Lebenslauf-Vorlagen für Soziales, Bildung und Kultur

56 Berufe in diesem Feld

In sozialen, pädagogischen und kulturellen Berufen liest eine Leitung, die selbst aus dem Feld kommt. Sie sucht drei Dinge: deine Qualifikation, deine Zielgruppe und den Rahmen, in dem du gearbeitet hast. Genau das gehört in dein Profil, bevor die Stationen beginnen.

Beschreibe je Station den Träger oder die Einrichtung, die Zielgruppe und deine Rolle.

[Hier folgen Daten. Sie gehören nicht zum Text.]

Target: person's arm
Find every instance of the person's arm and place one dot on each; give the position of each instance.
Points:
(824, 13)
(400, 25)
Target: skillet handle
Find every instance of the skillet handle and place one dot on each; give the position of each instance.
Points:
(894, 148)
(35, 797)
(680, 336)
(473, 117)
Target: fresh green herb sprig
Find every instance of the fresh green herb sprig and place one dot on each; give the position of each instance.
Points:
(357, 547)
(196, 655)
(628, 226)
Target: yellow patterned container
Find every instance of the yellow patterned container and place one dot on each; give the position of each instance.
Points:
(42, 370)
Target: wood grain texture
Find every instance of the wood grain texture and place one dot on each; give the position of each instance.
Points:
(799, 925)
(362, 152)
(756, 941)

Gruppengröße, Altersspanne, Betreuungsschlüssel, Fallzahl, Anzahl der Veranstaltungen oder Unterrichtsstunden geben der Erfahrung eine Größe. Nenne, was du selbstständig verantwortest: Konzepte, Elternarbeit, Hilfeplanung, Prüfungen, Programmplanung, Öffentlichkeitsarbeit.

Qualifikationen und Fortbildungen stehen in einer eigenen Rubrik, mit Träger, Umfang und Jahr: pädagogische Zusatzausbildungen, Beratungs- und Gesprächsführungskurse, Sprachniveaus, Erste-Hilfe-Kurse, erweitertes Führungszeugnis, wo es verlangt wird.

Befristungen und Projektstellen sind in diesem Feld der Normalfall und kein Makel. Nenne sie als Projektlaufzeit und ordne so, dass wachsende Verantwortung sichtbar wird. Angaben zu betreuten Personen gehören nie in eine Bewerbung, auch nicht in anonymisierter Form.

Ein Punkt, der oft fehlt: die Vernetzung. Wer benennt, mit welchen Stellen er regelmäßig zusammenarbeitet, etwa Jugendamt, Schule, Klinik, Beratungsstellen oder Fördergeber, zeigt genau das Kapital, auf das es in diesem Feld ankommt.